The resulting benefit for inflation is the modest pace of unit labor costs. These unit costs surged at a 5% pace last quarter. That was clearly overstated, though, because the 5.6% advance in hourly compensation was far out of line with the earlier-repmrted rise in Labor's own employment cost index. Unit labor costs are up a mere 0.8% from a year ago, the slowest annual pace in 10 years, suggesting that wage-push inflation simply has no fuel.

The impact of productivity gains on unit labor costs in manufacturing is especially striking. Yearly growth in factory efficiency stood at a stunning 6.6% last quarter, while unit labor costs were down 1.7% (chart).


Market phobias aside, what does the latest labor report say about the economy? There's no denying that the jobs and hours-worked data were robust, but wage growth remains modest. With productivity gains, bigger payrolls don't automatically mean surging labor costs.

One reason for tame wage pressures is that the demand for labor has been very uneven. The percent of companies adding jobs has averaged just 58% so far this year. In other expansions, the rate has hit 70%.

The biggest winners so far this year have been skilled workers. The unemployment rates for skilled employees--from managers to repairmen--are falling much faster than the rates for lesser-skilled workers. And since skilled labor is where productivity gains tend to be greater, any pay increases caused by tighter labor markets are being offset by more efficiency.

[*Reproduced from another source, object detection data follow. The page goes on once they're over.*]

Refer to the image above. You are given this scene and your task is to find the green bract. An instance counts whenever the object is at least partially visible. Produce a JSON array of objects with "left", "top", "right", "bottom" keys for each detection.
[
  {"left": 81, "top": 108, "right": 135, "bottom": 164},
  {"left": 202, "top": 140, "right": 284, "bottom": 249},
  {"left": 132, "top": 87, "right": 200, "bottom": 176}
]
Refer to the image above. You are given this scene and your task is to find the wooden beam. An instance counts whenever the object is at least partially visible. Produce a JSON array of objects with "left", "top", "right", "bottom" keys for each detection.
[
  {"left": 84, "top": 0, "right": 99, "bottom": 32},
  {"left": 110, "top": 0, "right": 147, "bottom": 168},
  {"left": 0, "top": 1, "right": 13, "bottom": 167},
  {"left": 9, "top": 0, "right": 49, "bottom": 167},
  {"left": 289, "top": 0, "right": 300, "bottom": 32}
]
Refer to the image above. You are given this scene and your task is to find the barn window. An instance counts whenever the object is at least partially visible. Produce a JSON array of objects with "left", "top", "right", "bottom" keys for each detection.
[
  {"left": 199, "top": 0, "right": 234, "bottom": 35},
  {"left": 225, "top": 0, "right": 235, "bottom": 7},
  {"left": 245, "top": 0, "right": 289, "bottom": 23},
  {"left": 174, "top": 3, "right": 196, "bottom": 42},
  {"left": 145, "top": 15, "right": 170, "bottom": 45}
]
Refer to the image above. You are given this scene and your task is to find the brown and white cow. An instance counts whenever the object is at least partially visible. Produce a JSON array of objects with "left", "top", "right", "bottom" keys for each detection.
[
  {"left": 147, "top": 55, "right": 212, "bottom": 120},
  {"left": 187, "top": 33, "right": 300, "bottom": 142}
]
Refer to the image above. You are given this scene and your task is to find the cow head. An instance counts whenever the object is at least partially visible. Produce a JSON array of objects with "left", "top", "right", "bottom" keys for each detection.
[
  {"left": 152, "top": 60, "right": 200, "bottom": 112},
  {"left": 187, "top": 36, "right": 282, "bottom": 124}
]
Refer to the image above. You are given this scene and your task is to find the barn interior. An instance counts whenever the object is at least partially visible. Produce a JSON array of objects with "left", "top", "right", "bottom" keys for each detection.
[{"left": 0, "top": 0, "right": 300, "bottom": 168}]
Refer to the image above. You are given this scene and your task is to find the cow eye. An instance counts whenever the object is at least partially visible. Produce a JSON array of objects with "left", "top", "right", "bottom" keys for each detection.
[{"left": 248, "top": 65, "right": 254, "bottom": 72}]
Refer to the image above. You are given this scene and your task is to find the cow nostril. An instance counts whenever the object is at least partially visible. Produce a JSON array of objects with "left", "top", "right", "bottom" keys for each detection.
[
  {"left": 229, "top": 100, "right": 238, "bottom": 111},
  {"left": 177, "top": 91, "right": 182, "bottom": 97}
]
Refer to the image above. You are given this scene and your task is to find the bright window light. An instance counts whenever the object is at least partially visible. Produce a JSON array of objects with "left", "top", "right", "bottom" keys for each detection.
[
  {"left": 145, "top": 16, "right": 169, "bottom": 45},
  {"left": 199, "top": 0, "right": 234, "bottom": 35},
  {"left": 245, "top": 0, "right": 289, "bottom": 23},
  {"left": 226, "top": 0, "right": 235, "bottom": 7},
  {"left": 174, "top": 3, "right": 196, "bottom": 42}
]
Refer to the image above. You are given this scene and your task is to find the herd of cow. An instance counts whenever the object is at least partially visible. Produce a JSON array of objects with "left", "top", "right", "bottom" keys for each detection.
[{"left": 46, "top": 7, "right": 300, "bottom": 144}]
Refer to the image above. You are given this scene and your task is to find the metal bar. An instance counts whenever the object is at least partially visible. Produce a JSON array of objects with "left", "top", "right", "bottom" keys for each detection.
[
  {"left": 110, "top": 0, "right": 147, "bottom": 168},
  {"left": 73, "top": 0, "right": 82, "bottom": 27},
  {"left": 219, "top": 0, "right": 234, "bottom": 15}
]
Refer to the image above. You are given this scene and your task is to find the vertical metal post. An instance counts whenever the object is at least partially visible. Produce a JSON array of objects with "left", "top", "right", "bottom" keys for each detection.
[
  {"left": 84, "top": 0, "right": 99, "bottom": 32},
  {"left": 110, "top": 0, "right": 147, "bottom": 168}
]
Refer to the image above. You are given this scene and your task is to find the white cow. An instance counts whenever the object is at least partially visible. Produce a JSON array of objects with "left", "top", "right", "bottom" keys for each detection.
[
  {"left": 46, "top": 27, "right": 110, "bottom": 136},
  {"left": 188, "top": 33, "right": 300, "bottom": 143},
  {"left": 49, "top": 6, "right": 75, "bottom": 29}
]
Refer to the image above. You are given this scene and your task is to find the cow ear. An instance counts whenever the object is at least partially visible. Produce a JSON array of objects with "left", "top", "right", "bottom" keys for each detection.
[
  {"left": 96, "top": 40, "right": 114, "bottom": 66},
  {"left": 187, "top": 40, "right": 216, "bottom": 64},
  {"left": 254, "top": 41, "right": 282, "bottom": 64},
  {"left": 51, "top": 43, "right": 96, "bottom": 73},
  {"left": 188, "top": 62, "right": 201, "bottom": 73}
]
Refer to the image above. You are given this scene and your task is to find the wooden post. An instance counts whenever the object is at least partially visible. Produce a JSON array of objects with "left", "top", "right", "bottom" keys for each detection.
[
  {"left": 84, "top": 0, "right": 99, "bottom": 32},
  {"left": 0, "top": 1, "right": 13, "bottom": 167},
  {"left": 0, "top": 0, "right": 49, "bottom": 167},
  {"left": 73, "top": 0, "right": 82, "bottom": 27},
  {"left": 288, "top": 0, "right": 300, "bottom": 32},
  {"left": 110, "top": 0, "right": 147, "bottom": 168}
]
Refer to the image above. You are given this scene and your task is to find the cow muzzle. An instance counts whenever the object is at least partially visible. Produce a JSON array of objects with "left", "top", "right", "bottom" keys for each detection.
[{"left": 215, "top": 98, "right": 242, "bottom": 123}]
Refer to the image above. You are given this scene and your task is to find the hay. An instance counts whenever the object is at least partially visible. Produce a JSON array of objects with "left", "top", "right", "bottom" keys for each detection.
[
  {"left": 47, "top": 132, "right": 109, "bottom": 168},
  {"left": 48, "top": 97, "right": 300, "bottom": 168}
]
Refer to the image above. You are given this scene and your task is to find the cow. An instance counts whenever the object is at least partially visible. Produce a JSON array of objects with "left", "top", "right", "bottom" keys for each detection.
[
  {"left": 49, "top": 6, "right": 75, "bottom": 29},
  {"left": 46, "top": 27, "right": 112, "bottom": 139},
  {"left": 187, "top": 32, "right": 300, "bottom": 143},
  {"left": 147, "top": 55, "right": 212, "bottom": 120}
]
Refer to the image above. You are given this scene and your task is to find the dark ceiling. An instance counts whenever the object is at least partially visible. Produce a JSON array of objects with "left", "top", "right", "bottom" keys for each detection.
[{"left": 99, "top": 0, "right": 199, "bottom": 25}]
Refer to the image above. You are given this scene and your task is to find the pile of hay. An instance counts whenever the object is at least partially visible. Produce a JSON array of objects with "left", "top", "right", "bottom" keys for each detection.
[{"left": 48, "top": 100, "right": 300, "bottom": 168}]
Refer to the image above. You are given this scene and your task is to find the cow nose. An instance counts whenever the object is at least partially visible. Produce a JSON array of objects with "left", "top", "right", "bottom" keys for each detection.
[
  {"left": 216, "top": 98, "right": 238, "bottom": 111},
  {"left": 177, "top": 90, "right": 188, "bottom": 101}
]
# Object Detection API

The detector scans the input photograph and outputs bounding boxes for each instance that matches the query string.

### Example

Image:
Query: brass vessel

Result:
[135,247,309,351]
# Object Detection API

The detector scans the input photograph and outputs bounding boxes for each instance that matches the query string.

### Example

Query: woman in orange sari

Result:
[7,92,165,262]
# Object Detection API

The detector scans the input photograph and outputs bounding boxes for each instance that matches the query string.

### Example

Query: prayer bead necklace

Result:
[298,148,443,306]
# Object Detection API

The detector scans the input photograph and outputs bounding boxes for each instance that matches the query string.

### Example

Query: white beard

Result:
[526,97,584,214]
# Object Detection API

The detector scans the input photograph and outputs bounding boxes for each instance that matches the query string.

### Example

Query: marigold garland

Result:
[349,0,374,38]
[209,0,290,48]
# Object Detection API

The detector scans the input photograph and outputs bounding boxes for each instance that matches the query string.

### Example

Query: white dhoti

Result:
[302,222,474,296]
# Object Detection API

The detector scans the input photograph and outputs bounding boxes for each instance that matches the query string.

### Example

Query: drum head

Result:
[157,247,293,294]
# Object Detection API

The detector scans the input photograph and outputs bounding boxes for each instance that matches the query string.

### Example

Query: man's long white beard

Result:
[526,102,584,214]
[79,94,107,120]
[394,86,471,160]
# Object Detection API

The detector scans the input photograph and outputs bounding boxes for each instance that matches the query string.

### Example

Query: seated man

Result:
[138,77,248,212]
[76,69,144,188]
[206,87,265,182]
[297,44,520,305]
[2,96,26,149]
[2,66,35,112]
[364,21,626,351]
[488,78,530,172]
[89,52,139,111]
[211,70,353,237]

In April, the bulk of the jobs created were service slots that tend to be low-paid or part-time. Of the 184,000 new private-service jobs, 76% were in restaurants, temporary help, and health care. But because there is still some slack in the labor markets, wage growth remains low. Hourly nonfarm wages rose 3 , to $11.06. Over the past year, wages are up 2.7%, about the same moderate pace as in the 12 months before that.

In addition, many of the new service jobs usually do not carry benefits, thus reducing labor costs. Companies have also used longer hours to avoid hiring new workers, thereby cutting down on benefits. The factory workweek stayed at its record high of 42.2 hours in April. The overall nonfarm workweek was also unchanged at a lengthy 34.7 hours last month.

More people working does mean more cash for consumers to spend. The huge job gains in April, along with a 0.3% rise in weekly pay, to $383.78, suggest another good increase in wages and salaries. And the uptrend in income will lift consumer spending at a moderate pace this year.

Better cash flow is also making it easier for consumers to borrow. Installment credit jumped $7.4 billion in March. But because income is rising just as fast, debt outstanding stood at 16.4% of disposable earnings in the first quarter, way below its peak rate of 18.7% in '89 (chart). Credit growth may slow soon, especially since the spending boom in consumer durables is starting to taper off.

The bond market, though, has latched onto the idea that more jobs will mean a wage-driven flare-up in inflation. But what the markets seem to be forgetting is that employees are producing more with every hour worked. And the impressive gains in productivity are why growth is not the enemy.